Keep in mind that ovarian cancer is difficult to detect because symptoms like abdominal pain, bloating and problems with eating, are also commonly caused by other conditions.
More on new UK study of ovarian cancer screening
The UK Collaborative Trial of Ovarian Cancer Screening is a huge clinical trial, and was designed to give the final verdict on the value of screening, but it turned out the results were not that clear cut. The studied examined levels of chemical marker CA125 in the women’s blood.
The researchers monitored changes in the levels of CA125 (which is produced by ovarian tissue) over time, and if levels moved up, then the women were sent for further testing and surgery in most cases.
However, the data from the study were not quite what was expected, and required interpretation which the researchers freely admit is “controversial”.
The initial statistical analysis of the data showed no statistically significant benefit to the screening procedure. However, there was a notable survival benefit when they removed any women who may have already started to develop ovarian tumors from the data.
Moreover, when the team analyzed the data using a less accurate statistical method, a statistically significant benefit was also found.
Principal investigator Prof.
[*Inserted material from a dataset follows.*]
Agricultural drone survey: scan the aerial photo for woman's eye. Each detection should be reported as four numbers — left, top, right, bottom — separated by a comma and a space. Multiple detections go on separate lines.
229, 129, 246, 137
Usha Menon noted in an interview with BBC: “Is there clear evidence? I would say no.
“We don’t have clear evidence to go ahead with screening, but what we have are really encouraging estimates of around a 20% reduction, which we need to confirm.”
The reseachers also highlighted that almost all of the benefit to screening seems to be delayed, that is it kicks in towards the end of the trial.
Therefore, the team will continue to monitor the patients for at least another another three years to try and confirm there is a benefit.